In order for the library profession to advance into the future, we have to remain focused not only on changes to our marketable skills in the societies around us but also to the methodologies we employ for continued development and the educational approaches of each practicing professional. This includes the name we give to our degrees when expressed in public. It has become sort of a fad to rechristen some older, traditional liberal arts based vocations as ‘sciences’ when university programs attempt to sell their programs to potential students—e.g. the MLS, Masters in Library Science. Usually, there are dubious attempts to apply an archaic and ambiguous definition of the meaning of the term science that the academic fields and the general population have moved well beyond some century and a half ago. This marketing ploy is patently unscrupulous, unprofessional, and frankly seen as an insult by the rigorously defined sciences of today, such as biologist, physicist, and chemists and their many corollaries.
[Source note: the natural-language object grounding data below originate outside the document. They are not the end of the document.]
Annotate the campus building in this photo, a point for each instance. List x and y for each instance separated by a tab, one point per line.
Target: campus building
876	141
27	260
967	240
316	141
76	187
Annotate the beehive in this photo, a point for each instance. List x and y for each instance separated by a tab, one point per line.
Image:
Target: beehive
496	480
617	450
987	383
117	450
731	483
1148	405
Even if we were to utilize an older and defunct form of the term ‘science,’ going so far back as the 16th century where the science discipline was a nebulous idea of any type of systematic inquiry based on the natural philosophies, to include Astrology and Phrenology among many other now debased fields of study, the liberal arts professions could still not lay claim to the epitaph of a 'science,’ as it had its own ancient academic traditions at that time. Rebranding or not, the library field is a liberal arts based profession.

The insult of these misguided attempts at rebranding our educational degrees comes from the historical foundations of today’s modern scientist. The first scientist had to fight centuries of entrenched scholasticism at the hands traditional academics, mostly doctors in the very same liberal arts heritages that today’s Library Science programs are directly descended from. The pioneers of the true scientific professions, men such as Copernicus, Kepler, and Galileo, suffered hundreds of years of physical and intellectual persecution and martyrdom at the hands of conservative theologies and other jealous masters throughout universities all across Europe from the 17th-19th centuries—most of these prosecutors being the forerunners in what would today be called the traditional liberal arts—who feared the encroachment of these new natural philosophies, the precursor term to the scientific fields of today, in what they saw as their traditional spheres of knowledge and information control among academia and the general literate population. Anyone who reads the history of the tortuous and long development of the modern sciences would be ashamed to steal its mantle without sharing in the hard struggles to establish itself and prove its worth in the face of popular ignorance.